今年6月公開の映画「サイドカーに犬」(根岸吉太郎監督)に主演した竹内結子さん(27)が山路ふみ子映画賞の女優賞に選ばれ、30日に東京都内で開かれた贈呈式で表彰された。竹内さんは「賞状をもらうのは何年ぶりだろう。学校の卒業式を思い出しました。あの作品と卒業できたような気がします。いまやっとこの賞の重みを実感しています」と受賞の喜びを語った。

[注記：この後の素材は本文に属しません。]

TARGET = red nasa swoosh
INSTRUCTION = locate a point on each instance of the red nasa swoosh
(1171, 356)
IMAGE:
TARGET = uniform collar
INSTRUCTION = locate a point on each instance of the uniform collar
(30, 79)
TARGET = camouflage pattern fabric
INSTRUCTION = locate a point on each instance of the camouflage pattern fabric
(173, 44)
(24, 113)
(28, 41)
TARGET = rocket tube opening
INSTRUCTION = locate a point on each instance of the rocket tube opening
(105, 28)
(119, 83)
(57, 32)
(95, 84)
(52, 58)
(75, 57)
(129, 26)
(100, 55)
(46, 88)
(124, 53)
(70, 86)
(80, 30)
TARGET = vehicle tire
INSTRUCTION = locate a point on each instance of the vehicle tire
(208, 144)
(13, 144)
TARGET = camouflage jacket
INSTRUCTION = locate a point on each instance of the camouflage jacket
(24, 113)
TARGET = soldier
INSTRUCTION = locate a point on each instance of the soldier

山路ふみ子映画賞は、その年に発表された日本映画に対して最も早く贈られることで知られ、今年で31回目を迎えた。04年12月に92歳で亡くなった戦前を代表する女優の山路ふみ子さんは、日本映画の振興のため私財を投じ、76年に文化財団を設立し同映画賞の授与を開始した。
竹内さんは同作品の撮影を振り返って「根岸監督は優しい方でゆったりと考えさせてくださったので、本当に自由に演技できました」と話した。新人女優賞は「神童」「あしたの私の作り方」「きみにしか聞こえない」の3本に主演した成海璃子さん(15)。「今後、頑張っていきたいと思います」とあいさつし、「三つの役をあまり固めすぎないで、自然体で演技できました」と気負わず伸び伸びと演じられた様子だった。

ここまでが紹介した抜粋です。